Cuando la CNN cubrió en 2010 el terremoto más terrible que haya vivido la isla y la región, su cobertura había sido señalada como modelo de condescendencia y amarillismo. Las efusiones con pantalla dividida (split screen) contrastaron, en el reflejo dorado de muchos ojos latinoamericanos, con la sobriedad post 11 de septiembre cuando cayeron, en suelo del estado de Nueva York, las torres gemelas del World Trade Center.
En el terremoto, y en los días, semanas, meses que siguieron, las grandes cadenas enfatizaban el carácter de salvadores heroicos atribuido a las fuerzas internacionales, a la ayuda occidental, y aun, en el caso de la cadena CNN, a periodistas de la propia red, que se constituyeron en auxilio médico y sanitario cuando este no podía llegar por otros canales. Para algunos críticos, esas fiestas autocomplacientes de la piedad y la conmiseración roban a los haitianos, perpetuamente infantilizados, de su propia dignidad. Todas las cadenas internacionales, salvo excepción, ponían sus focos sobre el hecho de que una prisión en la capital haitiana de Puerto Príncipe perdió sus muros en el sismo, y con ellos sus prisioneros: cuánto peligro, esos terribles criminales sueltos.

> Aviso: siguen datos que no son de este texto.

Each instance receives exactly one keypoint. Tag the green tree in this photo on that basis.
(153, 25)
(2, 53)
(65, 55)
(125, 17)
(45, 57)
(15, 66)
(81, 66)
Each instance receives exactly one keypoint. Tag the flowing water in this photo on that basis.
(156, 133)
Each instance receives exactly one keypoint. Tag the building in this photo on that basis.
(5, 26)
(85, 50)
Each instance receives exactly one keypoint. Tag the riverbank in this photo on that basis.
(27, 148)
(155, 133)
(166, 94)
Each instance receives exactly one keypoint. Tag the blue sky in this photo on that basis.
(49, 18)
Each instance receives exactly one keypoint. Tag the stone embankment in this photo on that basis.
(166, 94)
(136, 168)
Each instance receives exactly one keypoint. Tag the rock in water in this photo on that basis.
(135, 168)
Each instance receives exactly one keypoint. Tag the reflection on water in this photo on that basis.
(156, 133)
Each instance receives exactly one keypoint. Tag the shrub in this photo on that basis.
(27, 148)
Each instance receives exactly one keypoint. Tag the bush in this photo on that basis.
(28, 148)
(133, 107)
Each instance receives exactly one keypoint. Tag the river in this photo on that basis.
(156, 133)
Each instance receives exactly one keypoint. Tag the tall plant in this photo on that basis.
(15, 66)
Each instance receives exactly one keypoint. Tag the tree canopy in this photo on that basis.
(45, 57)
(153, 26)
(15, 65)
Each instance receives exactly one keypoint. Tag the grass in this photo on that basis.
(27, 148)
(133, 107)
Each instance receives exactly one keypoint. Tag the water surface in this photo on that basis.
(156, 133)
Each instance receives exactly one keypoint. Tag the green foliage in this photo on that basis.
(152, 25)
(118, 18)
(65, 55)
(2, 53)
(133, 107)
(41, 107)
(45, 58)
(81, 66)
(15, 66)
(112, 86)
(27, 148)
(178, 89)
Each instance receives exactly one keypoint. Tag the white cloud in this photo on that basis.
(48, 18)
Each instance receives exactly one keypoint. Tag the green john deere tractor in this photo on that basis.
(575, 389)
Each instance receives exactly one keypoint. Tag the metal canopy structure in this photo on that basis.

Hace un cuarto de siglo, el escritor argentino C.E.Feiling podía anotar, a propósito de las coberturas estadounidenses de entonces de las crisis en la semi-isla caribeña: “No se trata aquí, sin embargo, de conocimientos, sino más bien de su tergiversación. Para esta misma época del año pasado, Haití estaba en todos los televisores del mundo. Ahora, pese a que hubo elecciones legislativas por primera vez en dos siglos, pese a que quizá se produzca el primer cambio de gobierno democrático en la historia del país, Haití ha desaparecido. La moda indica que habría que echarles la culpa a los medios, mencionar la fugacidad con que los acontecimientos se suceden en nuestras pantallas y teorizar sobre la inexistencia de aquello que no tiene cobertura periodística. La moda simplifica: el problema no reside sólo en los medios, sino en el conjunto de interesados 'saberes´ que ubican sobre el mapa y en la historia a un pueblo. Periodistas de indudable buena voluntad, muy críticos del influjo de Estados Unidos sobre Haití, no se cansaban de asombrarse de cómo un país que era riquísimo a fines del siglo dieciocho fue arruinado por sucesivos gobiernos militares. Lo que falta de ese análisis es tan obvio que asusta. Cualquiera 'sabe' que Haití fue el segundo país independiente (1804) de toda América, pero lo que realmente importa es que fue la primera república negra del mundo, y por eso sufrió de entrada el bloqueo de las potencias esclavistas y luego la animadversión de todos los que temían su 'mal ejemplo'. Aunque adopte formas menos cruentas, el racismo de ayer sigue vivo hoy”. Ni murió con el terremoto, ni con el presidente asesinado, ni con las súplicas mal recibidas del primer ministro que por ahora le sobrevive.